1. 5 gal bucket up high for a good gravity feed.  I fed a short hose through the top (which just sits loosely on the top to keep stuff out of the water). 




2. A 'T' to seperate the flow to the two banks of cages. 




3. More 'T's to send the juice to each cage. 




4. Individual bite valves in the cages.




5. The latest batch.




I'll need to top off the bucket about twice a week, but it beats filling all the water bottles twice a day. The bite valves/Ts I got off Ebay. The rest of the stuff I bought locally.  Got about $40 into it.  In the winter I'll need to go back to the heated bottles.


----------



## Bunnylady (Jul 13, 2016)

I have a much larger system than you do; filling with a hose is simply not an option.  A trip to the hardware store for a few parts including a repair kit for a toilet tank and - voila! - a self-filling system.

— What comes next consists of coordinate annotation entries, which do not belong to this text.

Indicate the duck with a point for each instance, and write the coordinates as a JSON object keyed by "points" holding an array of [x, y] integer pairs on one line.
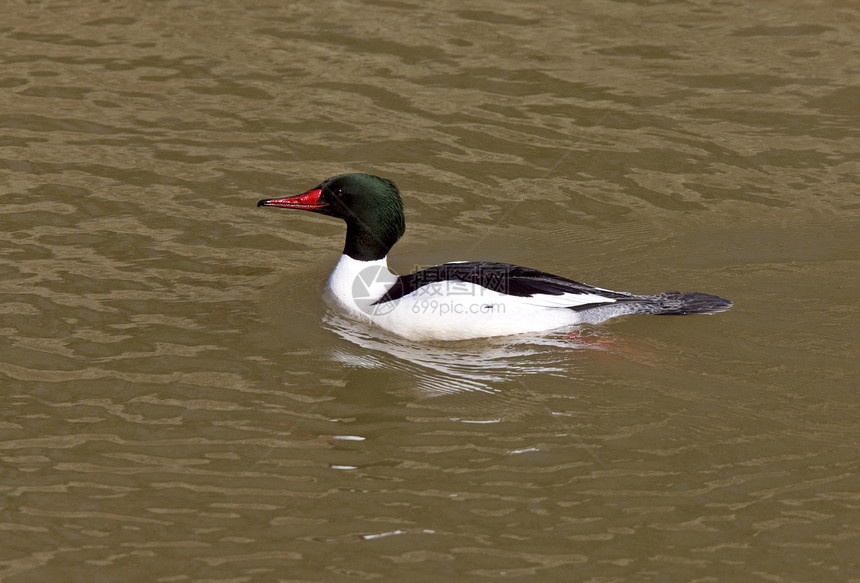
{"points": [[459, 300]]}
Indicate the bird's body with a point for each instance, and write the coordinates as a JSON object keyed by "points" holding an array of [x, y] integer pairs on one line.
{"points": [[458, 300]]}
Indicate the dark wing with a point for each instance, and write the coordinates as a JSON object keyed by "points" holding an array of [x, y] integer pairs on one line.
{"points": [[499, 277]]}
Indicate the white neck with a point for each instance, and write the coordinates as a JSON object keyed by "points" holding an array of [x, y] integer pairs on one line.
{"points": [[355, 285]]}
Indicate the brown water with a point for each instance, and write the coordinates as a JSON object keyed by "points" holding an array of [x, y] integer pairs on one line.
{"points": [[178, 405]]}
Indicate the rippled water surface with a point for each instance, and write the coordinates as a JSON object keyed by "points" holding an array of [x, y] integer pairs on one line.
{"points": [[179, 405]]}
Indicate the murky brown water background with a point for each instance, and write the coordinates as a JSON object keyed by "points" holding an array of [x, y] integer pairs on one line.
{"points": [[177, 404]]}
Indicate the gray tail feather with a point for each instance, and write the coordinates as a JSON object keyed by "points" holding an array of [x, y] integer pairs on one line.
{"points": [[683, 303], [665, 304]]}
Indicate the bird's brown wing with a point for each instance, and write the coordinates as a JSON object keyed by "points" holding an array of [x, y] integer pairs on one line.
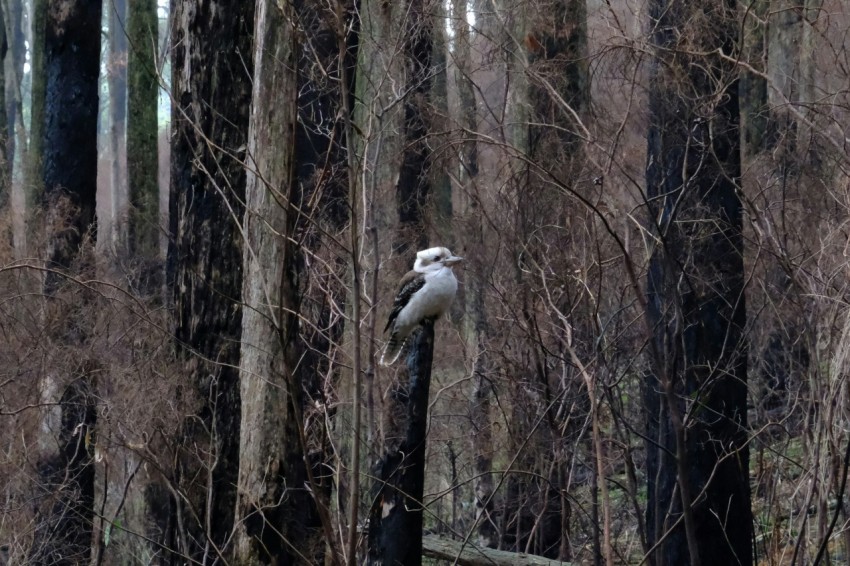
{"points": [[409, 284]]}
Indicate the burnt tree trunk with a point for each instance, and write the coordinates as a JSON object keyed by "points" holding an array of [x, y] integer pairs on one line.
{"points": [[117, 81], [211, 85], [414, 185], [5, 166], [277, 509], [698, 508], [142, 130], [395, 519], [66, 470]]}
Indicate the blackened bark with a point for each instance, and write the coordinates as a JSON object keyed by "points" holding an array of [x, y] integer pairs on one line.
{"points": [[63, 534], [696, 394], [72, 63], [211, 85], [5, 169], [414, 186], [395, 519], [142, 129]]}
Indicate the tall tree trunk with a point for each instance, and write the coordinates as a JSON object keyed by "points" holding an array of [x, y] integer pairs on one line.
{"points": [[72, 63], [276, 509], [33, 171], [698, 508], [5, 169], [211, 85], [753, 86], [142, 133], [396, 514], [414, 186], [117, 81], [16, 147]]}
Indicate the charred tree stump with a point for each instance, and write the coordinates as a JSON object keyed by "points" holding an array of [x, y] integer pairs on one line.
{"points": [[395, 519]]}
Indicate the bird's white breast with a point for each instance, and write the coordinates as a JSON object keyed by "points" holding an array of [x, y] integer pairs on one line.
{"points": [[431, 300]]}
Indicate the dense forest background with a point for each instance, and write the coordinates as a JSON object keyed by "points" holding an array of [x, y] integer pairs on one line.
{"points": [[205, 206]]}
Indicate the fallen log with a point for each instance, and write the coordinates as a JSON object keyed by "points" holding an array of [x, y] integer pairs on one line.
{"points": [[472, 555]]}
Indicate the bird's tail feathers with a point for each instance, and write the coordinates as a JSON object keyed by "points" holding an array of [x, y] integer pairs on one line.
{"points": [[392, 351]]}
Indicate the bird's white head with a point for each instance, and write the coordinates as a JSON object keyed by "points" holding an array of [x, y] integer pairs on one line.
{"points": [[434, 259]]}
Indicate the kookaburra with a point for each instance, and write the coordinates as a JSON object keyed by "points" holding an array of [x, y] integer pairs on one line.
{"points": [[425, 292]]}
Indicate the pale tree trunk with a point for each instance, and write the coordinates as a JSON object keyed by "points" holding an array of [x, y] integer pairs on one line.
{"points": [[276, 512], [211, 87], [476, 323], [16, 147], [696, 394], [117, 81], [5, 169], [753, 86], [29, 196], [808, 74], [66, 470]]}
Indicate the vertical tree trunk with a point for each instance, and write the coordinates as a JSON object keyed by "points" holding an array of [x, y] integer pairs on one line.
{"points": [[5, 169], [395, 519], [696, 395], [414, 186], [16, 146], [276, 508], [753, 87], [33, 171], [211, 85], [72, 62], [142, 130], [117, 81]]}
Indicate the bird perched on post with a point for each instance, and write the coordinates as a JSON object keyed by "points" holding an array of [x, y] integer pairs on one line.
{"points": [[425, 292]]}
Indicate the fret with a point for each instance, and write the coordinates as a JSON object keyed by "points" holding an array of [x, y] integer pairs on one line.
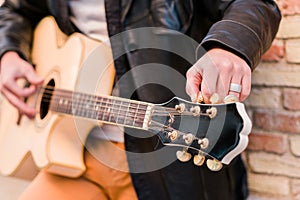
{"points": [[135, 115], [106, 109], [111, 113], [119, 113]]}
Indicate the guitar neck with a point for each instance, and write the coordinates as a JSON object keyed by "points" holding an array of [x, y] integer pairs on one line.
{"points": [[105, 109]]}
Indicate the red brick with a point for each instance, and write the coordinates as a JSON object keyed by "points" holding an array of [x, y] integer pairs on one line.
{"points": [[277, 121], [291, 100], [289, 7], [275, 53], [269, 142]]}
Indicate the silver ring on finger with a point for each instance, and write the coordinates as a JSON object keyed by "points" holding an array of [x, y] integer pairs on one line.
{"points": [[234, 87]]}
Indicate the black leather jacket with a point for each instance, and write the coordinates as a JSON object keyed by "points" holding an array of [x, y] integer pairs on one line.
{"points": [[245, 27]]}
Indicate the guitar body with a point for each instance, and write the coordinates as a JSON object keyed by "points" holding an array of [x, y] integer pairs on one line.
{"points": [[52, 141], [74, 68]]}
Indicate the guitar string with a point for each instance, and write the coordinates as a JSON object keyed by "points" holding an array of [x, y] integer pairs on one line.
{"points": [[119, 107], [164, 111], [158, 124], [51, 89]]}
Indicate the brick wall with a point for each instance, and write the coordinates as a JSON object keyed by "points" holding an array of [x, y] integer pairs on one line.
{"points": [[273, 154]]}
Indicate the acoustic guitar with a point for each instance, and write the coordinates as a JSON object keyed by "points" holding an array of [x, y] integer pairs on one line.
{"points": [[68, 109]]}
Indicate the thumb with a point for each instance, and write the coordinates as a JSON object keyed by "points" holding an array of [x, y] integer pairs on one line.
{"points": [[193, 84], [32, 76]]}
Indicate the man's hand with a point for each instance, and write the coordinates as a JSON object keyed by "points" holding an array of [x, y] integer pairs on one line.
{"points": [[12, 69], [214, 73]]}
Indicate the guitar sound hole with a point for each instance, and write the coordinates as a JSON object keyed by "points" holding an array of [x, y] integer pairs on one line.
{"points": [[46, 99]]}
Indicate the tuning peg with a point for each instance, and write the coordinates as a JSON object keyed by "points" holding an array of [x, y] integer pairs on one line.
{"points": [[199, 159], [231, 98], [180, 108], [195, 110], [215, 98], [214, 165], [183, 155], [203, 143], [173, 135]]}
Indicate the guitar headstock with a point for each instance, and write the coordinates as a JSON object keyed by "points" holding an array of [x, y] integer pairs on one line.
{"points": [[218, 132]]}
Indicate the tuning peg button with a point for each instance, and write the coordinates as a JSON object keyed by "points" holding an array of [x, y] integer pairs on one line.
{"points": [[183, 156], [231, 98], [188, 138], [214, 165], [203, 143], [199, 159]]}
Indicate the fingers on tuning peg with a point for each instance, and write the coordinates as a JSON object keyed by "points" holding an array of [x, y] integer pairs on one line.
{"points": [[203, 143], [183, 155], [173, 135], [188, 138], [214, 165]]}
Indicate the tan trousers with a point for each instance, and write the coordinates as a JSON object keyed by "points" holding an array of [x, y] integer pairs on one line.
{"points": [[101, 181]]}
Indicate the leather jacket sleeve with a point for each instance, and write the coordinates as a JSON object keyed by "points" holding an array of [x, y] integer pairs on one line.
{"points": [[18, 19], [247, 28]]}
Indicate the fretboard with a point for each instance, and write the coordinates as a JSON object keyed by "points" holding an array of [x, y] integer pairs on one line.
{"points": [[107, 109]]}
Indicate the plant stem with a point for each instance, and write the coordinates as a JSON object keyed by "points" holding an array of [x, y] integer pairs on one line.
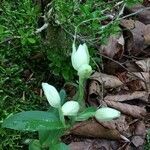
{"points": [[81, 92], [61, 116]]}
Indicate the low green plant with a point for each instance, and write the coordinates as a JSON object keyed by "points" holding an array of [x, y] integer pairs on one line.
{"points": [[52, 124]]}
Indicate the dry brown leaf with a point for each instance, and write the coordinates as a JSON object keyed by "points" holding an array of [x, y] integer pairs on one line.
{"points": [[97, 144], [143, 77], [132, 110], [91, 128], [137, 141], [108, 81], [142, 95], [144, 64], [146, 33], [80, 146], [119, 124], [143, 16], [135, 42], [140, 129], [114, 47]]}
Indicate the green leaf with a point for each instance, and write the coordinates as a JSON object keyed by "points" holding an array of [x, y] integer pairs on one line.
{"points": [[60, 146], [31, 40], [86, 114], [33, 121], [50, 137], [35, 145]]}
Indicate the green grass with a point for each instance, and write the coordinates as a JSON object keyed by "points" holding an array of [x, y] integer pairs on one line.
{"points": [[26, 59]]}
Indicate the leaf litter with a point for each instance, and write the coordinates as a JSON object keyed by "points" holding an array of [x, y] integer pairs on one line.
{"points": [[123, 84]]}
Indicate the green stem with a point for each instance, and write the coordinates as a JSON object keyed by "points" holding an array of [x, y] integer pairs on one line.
{"points": [[61, 116], [81, 93]]}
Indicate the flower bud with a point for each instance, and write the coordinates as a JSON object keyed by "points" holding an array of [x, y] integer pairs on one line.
{"points": [[106, 114], [52, 95], [80, 56], [85, 71], [70, 108]]}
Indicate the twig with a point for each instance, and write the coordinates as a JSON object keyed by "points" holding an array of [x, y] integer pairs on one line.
{"points": [[10, 39], [122, 67], [137, 12], [42, 28]]}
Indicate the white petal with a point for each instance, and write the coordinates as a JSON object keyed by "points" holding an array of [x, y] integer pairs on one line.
{"points": [[70, 108], [106, 114], [52, 95], [85, 71]]}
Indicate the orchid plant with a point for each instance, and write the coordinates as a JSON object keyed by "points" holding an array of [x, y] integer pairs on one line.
{"points": [[62, 115]]}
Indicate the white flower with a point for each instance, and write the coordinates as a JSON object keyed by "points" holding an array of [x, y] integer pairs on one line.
{"points": [[70, 108], [85, 71], [80, 56], [106, 114], [52, 95]]}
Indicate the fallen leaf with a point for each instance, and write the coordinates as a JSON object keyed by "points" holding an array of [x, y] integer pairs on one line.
{"points": [[91, 128], [144, 64], [143, 16], [146, 33], [142, 95], [119, 124], [135, 42], [137, 141], [140, 129], [132, 110], [80, 146], [108, 81], [114, 47], [143, 77]]}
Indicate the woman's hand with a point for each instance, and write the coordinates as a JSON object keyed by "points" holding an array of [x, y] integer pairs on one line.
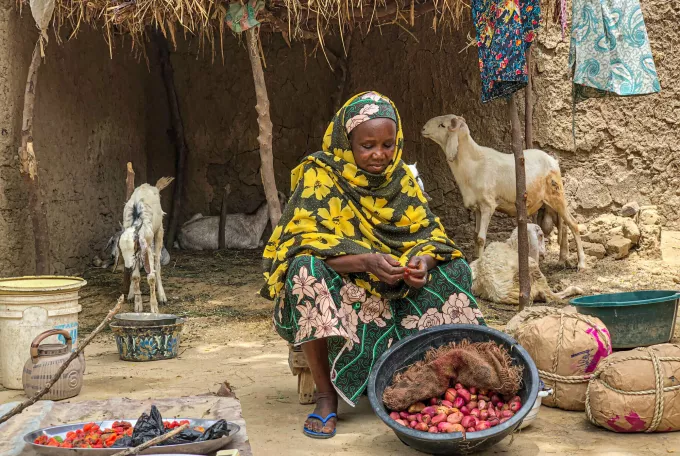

You will need to monitor the system to make sure the rabbits have water coming through - tapping the valves like you do with the bottles works. Often the first clue I get is the food consumption goes down - if they can't drink, they won't eat.


----------



## chiques chicks (Jul 13, 2016)

I use a hose attached to a stick tank valve, operates the same as toilet tank valve. I also used PVC pipe and it's worth brass nipples.


----------



## MMWB (Jul 13, 2016)

I think a self filling system will be down the road. Just kind of easing in: making sure I'm going to be in this for awhile.  I tap the valves daily, when feeding, to make sure we have flow.


----------



## Baymule (Jul 13, 2016)

Nice system! I know it sure saves you a lot of time and energy. Way to go!


----------



## Ebers (Jul 21, 2016)

I have a setup that's very similar with the 5 gallon bucket & bite nipples I'd like to install a fill valve & all but I'm 150' from a water source so I use the hose to fill until I'm ready to dig & install a new water line to the rabbit barn


----------



## MMWB (Jul 21, 2016)

I'm on board with the self filling. We don't live at the ends of the earth, but you can see it from here.  I.e.,  hour hardware store lacks the necessary hardware to adapt from the garden hose to the fill valve and float.


----------